Today’s run was an easy hour that took me down the old tramway to the town centre, up Victoria hill to Old Town then west  into the Town Gardens, through some neighbourhoods we can’t afford to live in and down a bridleway to a rails-to-trails bike path.  This followed an arc-like path westward to the old Swindon Canal and the canal dropped me back near the Eagle with 25 minutes left on my run, so I headed up the King’s Hill and thought about which Old Town pub I’d way-lay in at the top when down Clifton I spotted the Clifton Inn…downhill, Arkell’s and open: result!

The rail trail above, tow path below...or up a hill on the bridleway to Old Town a bit east from here

I stopped to do the obligatory photos, seen here, then was mocked soundly when I entered but I believe this was only because the program about the Border Agency was at a commercial break.  One guy said something about they were all saying, “cheese” for me but like a smart rat I didn’t take the bait.  “Yeah, something smells a bit cheesy, here…3B, please sir.”
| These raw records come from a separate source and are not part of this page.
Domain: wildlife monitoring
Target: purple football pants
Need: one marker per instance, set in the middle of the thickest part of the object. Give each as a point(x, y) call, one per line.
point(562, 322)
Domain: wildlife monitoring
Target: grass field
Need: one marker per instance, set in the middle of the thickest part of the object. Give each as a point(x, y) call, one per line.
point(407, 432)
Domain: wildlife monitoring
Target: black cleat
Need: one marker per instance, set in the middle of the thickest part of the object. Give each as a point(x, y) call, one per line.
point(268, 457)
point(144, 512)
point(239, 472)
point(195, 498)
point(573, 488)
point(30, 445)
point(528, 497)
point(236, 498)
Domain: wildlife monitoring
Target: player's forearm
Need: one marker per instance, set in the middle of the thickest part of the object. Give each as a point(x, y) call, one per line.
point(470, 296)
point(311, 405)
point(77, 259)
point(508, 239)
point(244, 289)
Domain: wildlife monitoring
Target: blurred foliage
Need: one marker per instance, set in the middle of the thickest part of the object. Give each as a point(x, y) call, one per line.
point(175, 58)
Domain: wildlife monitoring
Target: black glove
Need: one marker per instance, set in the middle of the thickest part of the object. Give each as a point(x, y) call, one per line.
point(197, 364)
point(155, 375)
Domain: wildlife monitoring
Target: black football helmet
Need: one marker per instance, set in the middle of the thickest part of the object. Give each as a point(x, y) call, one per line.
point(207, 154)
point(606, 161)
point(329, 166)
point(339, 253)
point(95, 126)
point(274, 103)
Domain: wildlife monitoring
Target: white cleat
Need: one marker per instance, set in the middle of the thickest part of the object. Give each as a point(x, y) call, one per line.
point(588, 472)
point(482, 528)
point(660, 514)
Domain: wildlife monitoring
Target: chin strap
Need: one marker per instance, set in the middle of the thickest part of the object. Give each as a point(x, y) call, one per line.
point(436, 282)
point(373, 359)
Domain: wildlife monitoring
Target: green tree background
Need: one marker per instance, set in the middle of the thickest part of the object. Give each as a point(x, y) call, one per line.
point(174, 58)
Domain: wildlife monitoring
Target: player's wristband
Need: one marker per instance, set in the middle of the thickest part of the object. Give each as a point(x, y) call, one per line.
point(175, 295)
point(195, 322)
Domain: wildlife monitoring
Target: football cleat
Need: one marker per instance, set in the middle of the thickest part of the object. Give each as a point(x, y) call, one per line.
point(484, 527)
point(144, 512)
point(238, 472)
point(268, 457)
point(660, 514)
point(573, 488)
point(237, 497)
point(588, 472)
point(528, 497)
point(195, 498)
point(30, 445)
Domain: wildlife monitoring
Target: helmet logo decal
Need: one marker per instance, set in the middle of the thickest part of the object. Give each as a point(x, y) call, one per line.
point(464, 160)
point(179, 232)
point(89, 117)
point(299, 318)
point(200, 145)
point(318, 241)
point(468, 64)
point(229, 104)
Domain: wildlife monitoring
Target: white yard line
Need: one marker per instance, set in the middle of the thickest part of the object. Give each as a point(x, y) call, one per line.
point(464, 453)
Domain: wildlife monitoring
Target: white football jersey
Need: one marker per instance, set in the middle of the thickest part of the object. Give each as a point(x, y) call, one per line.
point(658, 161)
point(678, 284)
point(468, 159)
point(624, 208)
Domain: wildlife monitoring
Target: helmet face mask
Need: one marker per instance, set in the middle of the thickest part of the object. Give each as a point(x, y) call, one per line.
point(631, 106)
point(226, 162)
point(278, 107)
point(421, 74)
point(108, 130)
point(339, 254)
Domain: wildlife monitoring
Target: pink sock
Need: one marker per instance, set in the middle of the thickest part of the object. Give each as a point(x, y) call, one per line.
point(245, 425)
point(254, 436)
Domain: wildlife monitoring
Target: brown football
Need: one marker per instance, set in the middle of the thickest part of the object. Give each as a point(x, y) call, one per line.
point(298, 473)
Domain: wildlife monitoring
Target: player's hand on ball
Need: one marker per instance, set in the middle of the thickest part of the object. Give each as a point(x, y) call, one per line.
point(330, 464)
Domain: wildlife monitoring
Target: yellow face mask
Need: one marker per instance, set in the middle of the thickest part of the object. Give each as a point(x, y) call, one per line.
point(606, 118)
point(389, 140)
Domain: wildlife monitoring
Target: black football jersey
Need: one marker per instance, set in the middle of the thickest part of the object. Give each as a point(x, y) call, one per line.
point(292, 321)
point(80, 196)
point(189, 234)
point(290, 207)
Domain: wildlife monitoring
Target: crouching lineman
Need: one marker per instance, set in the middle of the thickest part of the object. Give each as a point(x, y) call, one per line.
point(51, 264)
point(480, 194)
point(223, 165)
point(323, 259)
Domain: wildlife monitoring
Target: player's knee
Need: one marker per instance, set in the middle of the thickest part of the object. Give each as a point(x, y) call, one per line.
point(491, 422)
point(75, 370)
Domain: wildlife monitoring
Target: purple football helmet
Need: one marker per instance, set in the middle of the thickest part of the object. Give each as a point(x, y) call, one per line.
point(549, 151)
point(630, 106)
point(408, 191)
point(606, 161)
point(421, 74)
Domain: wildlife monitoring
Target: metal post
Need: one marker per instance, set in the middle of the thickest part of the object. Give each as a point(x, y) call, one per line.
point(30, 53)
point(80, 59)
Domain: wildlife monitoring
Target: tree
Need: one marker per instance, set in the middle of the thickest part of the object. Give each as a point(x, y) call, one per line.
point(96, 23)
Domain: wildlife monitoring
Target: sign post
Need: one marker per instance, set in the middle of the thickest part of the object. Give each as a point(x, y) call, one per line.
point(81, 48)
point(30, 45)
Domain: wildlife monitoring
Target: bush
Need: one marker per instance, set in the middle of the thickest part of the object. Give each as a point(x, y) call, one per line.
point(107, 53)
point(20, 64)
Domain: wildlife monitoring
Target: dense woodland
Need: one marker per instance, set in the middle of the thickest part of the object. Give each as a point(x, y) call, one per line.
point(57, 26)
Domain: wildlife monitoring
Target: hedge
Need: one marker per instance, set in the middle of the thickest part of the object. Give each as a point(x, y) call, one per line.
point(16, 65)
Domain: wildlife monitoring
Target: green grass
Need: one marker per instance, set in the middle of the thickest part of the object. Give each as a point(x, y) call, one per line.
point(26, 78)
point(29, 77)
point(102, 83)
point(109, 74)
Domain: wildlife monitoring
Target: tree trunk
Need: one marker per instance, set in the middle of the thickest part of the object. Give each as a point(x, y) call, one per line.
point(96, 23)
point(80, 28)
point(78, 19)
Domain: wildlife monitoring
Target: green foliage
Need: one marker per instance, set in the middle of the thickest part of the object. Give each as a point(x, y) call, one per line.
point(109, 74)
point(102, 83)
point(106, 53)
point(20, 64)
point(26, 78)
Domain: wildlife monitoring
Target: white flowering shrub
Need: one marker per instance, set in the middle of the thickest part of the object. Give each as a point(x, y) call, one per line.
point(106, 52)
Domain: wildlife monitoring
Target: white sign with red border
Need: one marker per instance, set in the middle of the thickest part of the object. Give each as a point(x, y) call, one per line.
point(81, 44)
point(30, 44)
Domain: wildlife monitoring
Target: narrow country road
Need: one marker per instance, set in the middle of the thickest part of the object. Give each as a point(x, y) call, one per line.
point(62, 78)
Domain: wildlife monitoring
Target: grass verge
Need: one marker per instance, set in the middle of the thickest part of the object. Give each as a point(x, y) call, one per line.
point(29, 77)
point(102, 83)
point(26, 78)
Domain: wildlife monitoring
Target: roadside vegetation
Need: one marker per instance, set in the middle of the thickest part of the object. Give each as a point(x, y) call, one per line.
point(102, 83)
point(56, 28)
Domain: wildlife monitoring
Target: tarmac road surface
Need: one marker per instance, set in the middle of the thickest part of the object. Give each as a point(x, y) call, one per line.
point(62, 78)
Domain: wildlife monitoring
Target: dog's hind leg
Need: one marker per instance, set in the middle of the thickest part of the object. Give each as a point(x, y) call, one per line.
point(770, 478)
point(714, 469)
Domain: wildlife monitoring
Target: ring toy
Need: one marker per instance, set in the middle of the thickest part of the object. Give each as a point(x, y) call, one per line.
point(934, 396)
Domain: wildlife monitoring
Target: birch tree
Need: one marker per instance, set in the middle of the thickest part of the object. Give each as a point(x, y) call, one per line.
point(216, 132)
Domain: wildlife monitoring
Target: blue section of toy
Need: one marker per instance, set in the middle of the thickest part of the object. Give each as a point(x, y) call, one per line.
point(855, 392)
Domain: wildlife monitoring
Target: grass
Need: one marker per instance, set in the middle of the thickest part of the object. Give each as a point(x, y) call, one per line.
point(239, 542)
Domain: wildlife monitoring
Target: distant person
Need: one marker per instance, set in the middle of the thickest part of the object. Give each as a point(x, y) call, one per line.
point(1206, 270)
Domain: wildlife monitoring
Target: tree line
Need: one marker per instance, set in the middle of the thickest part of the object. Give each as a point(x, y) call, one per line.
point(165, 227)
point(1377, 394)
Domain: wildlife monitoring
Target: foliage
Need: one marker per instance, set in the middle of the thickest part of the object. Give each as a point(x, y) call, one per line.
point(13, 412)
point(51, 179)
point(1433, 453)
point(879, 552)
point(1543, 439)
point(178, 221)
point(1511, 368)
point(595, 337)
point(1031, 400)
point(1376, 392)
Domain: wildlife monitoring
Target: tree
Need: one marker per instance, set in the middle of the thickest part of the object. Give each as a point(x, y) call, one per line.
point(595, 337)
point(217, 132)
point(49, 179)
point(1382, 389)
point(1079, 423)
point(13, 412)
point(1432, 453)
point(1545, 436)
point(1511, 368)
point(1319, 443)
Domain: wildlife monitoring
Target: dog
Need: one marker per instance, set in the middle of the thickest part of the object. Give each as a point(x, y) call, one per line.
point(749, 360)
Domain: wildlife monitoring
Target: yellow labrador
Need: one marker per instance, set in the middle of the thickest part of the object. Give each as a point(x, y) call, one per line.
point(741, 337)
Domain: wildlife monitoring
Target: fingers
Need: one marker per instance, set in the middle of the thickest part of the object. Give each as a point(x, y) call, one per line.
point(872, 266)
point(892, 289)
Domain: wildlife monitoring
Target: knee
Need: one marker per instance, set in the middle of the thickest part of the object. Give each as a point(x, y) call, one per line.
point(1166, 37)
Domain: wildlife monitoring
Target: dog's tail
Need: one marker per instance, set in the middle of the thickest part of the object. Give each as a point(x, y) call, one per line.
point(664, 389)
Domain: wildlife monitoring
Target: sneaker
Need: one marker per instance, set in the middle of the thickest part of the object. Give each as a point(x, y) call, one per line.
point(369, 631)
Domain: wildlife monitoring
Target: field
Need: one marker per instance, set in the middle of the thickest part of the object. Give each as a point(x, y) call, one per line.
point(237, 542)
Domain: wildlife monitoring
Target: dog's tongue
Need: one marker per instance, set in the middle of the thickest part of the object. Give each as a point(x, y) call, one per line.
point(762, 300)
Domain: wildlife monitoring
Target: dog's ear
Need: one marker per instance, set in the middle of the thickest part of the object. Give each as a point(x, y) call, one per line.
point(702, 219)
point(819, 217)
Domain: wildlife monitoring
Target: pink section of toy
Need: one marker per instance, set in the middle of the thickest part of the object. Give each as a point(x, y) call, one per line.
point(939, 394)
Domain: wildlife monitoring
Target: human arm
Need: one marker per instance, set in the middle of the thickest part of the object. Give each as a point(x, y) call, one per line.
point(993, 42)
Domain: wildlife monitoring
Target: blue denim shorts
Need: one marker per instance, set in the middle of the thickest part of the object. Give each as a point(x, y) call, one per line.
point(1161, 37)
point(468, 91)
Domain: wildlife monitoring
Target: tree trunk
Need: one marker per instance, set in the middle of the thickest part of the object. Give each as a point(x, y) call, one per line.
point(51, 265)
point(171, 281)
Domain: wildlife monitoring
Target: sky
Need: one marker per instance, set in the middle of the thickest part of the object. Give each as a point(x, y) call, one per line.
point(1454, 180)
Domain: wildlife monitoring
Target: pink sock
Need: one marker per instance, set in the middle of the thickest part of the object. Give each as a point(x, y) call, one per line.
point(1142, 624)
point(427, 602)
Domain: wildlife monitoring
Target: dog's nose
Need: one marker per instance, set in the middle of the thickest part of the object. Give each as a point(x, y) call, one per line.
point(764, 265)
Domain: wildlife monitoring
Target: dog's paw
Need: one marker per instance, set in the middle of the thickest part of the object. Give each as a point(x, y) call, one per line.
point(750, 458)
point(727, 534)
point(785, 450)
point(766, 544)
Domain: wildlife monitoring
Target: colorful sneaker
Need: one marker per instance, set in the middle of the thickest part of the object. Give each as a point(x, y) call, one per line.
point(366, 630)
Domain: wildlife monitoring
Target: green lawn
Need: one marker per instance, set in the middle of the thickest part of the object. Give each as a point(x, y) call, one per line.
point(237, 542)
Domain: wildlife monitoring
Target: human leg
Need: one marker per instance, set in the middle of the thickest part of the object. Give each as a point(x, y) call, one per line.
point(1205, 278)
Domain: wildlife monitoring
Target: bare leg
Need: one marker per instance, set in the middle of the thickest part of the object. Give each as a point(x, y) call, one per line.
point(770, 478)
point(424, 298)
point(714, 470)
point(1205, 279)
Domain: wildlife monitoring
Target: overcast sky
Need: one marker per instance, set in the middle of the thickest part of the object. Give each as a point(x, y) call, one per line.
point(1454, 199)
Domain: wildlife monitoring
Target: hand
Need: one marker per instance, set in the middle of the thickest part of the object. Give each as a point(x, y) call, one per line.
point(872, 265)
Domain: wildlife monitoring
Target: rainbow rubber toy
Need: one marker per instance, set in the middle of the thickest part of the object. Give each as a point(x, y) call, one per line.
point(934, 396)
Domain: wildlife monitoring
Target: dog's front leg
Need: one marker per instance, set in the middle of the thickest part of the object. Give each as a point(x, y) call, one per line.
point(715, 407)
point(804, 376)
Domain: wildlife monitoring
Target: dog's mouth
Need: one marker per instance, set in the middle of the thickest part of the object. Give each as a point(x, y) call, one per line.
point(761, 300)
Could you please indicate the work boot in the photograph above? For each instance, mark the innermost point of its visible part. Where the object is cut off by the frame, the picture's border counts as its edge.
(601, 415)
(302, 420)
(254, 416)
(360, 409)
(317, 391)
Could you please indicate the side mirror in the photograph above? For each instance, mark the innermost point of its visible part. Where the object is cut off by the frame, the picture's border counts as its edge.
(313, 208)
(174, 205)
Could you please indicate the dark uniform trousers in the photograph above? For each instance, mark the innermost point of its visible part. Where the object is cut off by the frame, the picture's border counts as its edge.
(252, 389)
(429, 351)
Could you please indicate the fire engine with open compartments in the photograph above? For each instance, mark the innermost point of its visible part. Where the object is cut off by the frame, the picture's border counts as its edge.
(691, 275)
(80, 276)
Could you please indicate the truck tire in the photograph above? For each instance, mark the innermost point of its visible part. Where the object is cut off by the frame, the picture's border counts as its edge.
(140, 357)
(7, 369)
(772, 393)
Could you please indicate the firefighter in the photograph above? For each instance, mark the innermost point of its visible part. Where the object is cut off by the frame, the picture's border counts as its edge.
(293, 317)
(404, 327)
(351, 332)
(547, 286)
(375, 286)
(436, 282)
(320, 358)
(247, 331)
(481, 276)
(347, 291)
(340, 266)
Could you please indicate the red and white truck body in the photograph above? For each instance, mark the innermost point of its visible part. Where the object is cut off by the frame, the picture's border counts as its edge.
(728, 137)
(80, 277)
The UK Borders show was back on and we watched a lorry driver get busted for smuggling over 100,000 packs of smokes hidden in a cut out section of a stack of particle board.  I had a look around and thought this was a nice sized little back street boozer, with a civilised little clientele in a neighbourhood that’s on our shortlist when we move away from the white trash currently next door.  Regardless, I shall keep this in mind for running breaks in what is becoming one of my favourite hilly parts of town.